Outside Mexico, the Workshop sees Brazil, Chile, Peru, Colombia, Venezuela and Central America as the most promising potential markets, subject to the usual provisos about recession (Brazil), political unrest (Peru), security threats (Colombia), national strikes (Venezuela) and currency fluctuation (all of the above). ‘It’s about being flexible,’ says Kuperman. ‘There are pockets of opportunity in the fact that Chile has a big middle class or that Colombia has a well-educated population. And there are powerful channels to consumers via door-to-door distributors such as Avon. With the appeal of educational products in Latin America, this has been a good way for us to get books and videos to people. For example, Planeta Internacional (a division of Europe’s Planeta D’Agostini) has the rights to a 30-part encyclopedia series for kids that has done well for us in the region.’
Of course, Sesame Workshop’s approach to the L&M market is colored by the fact that it’s a not-for-profit organization, something which has resulted in many unique co-pros – most notably the Israeli/Palestinian/Jordanian version of Sesame Street. ‘We start with the needs of local children, and then make sense of licensing potential afterwards,’ says Ann Kearns, the Workshop’s VP of licensing, global consumer products.
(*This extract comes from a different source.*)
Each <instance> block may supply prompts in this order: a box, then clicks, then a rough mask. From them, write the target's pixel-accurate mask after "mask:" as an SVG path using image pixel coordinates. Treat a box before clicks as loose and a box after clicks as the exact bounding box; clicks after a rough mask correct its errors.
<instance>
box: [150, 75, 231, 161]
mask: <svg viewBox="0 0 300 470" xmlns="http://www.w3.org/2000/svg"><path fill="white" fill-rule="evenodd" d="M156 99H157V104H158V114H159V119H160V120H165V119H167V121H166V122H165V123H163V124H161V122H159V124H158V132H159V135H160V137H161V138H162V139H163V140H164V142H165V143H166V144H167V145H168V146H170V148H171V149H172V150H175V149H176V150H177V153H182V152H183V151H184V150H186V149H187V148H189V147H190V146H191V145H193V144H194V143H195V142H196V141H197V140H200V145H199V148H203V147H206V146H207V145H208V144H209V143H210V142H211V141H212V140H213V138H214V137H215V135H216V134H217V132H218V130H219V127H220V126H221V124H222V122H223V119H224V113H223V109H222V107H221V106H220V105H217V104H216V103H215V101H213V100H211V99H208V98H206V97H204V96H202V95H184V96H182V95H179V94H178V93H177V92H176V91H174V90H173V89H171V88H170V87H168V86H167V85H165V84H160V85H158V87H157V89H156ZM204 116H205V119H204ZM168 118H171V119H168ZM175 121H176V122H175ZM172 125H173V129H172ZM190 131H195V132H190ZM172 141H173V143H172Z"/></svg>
In practice, this emphasis on tailoring adds an extra layer of complexity to toy sales in that Sesame Street has a raft of characters that are specific to one country or region. In Mexico, for example, Plaza Sésamo features a big green parrot instead of Big Bird because it’s indigenous to the region.
Although the Workshop gains in terms of authenticity from this approach, it forfeits the economies of scale that commercial outfits can realize on globally familiar characters. ‘We do customize some product around local characters in a show, but it’s not always cost-effective to do so,’ says Kearns. ‘Bert, Ernie and Elmo travel well internationally, but there are other characters that we can’t support in the same way.’
Viewed from a different perspective, of course, the emphasis on tailoring product and retaining a not-for-profit agenda can be welcome calling cards. As Entertainment Rights sales director Chloe van den Berg observes, one problem with trying to export global characters to territories is that they may not be welcome: ‘There are obvious sensitivities – such as the use of pigs in Muslim countries or cows in India. But there are more general considerations, such as Russian President Vladimir Putin’s public disapproval of Western preschool programs.’
Products with U.S. connections can struggle in the Middle East, says 4Kids’ Kahn: ‘Pokémon was the source of outrage there. Even though it’s a Japanese concept, it appears to have been received as an unwanted U.S. import.’
While cultural sensitivities have made the Middle East a tough market for most companies to crack, poverty is more of an issue. Despite pretty good TV penetration and young, affluent population segments in the United Arab Emirates and Saudi Arabia, recent World Bank estimates have 22% of the Middle East and North Africa’s 62-million population living on less than US$2 a day. It’s not surprising then that execs like Foster and Downes say Israel is their strongest Middle Eastern market – though in geopolitical terms, Israel is often aligned with Europe.
Foster says Israel’s value as a commercial market is tempered by the terrible political conditions many of its citizens live in. ‘We rely heavily on local licensing expertise for guidance because of the unique conditions in the Israeli retail sector brought about as a result of suicide bombings.’ As an example, fast-food restaurants do a big trade in delivery because of the Israeli public’s fears about personal safety. This has an obvious impact on how a licensing program is put together, and it’s also a sobering reminder that the availability of licensed toys remains a pretty low priority for parents in many parts of the world.